In order to successfully prepare a data donation study, unique knowledge and expertise from several different domains are required. We identified five domains of expertise deemed relevant for data donation studies, represented by different roles:

  1. An applied researcher with a substantive research question to be answered using data donation is involved in all steps. They carry primary responsibility for the study.
  2. An expert in the field of methodology can help to design the study in such a way that potential bias in outcomes as a result of the study design are minimized.
  3. A research engineer can develop the script that extract relevant features from the DDPs of interest.
  4. An IT expert can configure the server which hosts the study and data storage.
  5. An expert on legal, privacy and ethical issues can be consulted at various steps of the study workflow to ensure legal and ethical standards are met. In Figure 1, it is summarized what domain experts are involved in each step of the workflow.

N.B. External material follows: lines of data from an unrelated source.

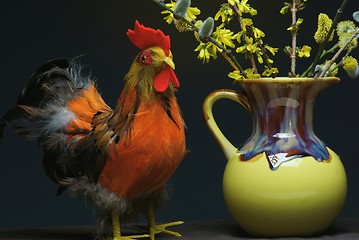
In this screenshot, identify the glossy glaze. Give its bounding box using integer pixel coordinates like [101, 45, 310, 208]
[203, 78, 347, 237]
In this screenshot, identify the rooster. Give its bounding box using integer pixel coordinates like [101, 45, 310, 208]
[0, 21, 186, 240]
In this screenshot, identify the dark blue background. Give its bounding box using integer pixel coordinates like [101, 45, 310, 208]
[0, 0, 359, 228]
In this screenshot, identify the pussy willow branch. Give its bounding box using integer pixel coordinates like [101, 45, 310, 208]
[152, 0, 248, 78]
[290, 0, 298, 77]
[301, 0, 349, 77]
[319, 27, 359, 78]
[229, 4, 258, 73]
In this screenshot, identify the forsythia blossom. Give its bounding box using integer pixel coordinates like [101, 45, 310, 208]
[297, 45, 312, 58]
[314, 13, 333, 43]
[161, 0, 201, 24]
[343, 56, 359, 78]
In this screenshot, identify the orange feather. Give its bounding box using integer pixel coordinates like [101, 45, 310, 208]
[99, 96, 186, 200]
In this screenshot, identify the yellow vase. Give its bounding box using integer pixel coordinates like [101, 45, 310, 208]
[203, 78, 347, 237]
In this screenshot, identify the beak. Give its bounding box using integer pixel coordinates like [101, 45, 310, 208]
[164, 57, 176, 70]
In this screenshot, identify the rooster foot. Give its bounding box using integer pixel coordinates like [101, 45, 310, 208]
[150, 221, 184, 240]
[103, 234, 150, 240]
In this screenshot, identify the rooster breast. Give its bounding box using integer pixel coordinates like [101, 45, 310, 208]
[99, 97, 186, 200]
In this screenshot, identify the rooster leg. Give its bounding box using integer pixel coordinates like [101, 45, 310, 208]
[147, 205, 184, 240]
[112, 211, 149, 240]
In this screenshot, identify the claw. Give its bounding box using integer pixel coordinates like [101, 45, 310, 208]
[150, 221, 184, 240]
[103, 234, 150, 240]
[147, 205, 184, 240]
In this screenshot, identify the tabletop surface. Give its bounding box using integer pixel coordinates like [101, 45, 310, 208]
[0, 219, 359, 240]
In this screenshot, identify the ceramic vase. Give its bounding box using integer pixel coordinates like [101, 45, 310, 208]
[203, 78, 347, 237]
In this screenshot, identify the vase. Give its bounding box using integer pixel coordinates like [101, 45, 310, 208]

Illustrative research questions

To illustrate the workflow and possible challenges that can arise at each step, three example research questions that can be answered with the use of data donation are used. These research questions vary in their level of processing of the extracted data prior to donation. The first research question is based on the study by Struminskaya (2022). Struminskaya et al. investigated data donation in a Dutch non-probability panel, concerning travel data. Data on the number of kilometers and hours traveled was extracted from Google Semantic Location History (GSLH) DDPs and processed to aggregate statistics, using Port. The illustrative research question based on this study is the following:

RQ1: Did travel behaviour in the Dutch population change during Covid-19?

The second example research question is based on a study by Theo Araujo, investigating algorithmic profiling by social media platforms using a first iteration of D3I. The study extracted the inferred interest of participants as raw data from DDPs. The research question following from this example is:

RQ2: What interests do social media platforms infer from their users, and how do these differ over platforms?

The last example research question is based on the data donation study by Corten et al. (2022), studying behaviour of participants ofWhatsApp groups. The study extracted data from two different WhatsApp DDPs, and used the local processing of Port to aggregate these data. This last research question is:

RQ3: What are the social network structures in group chats?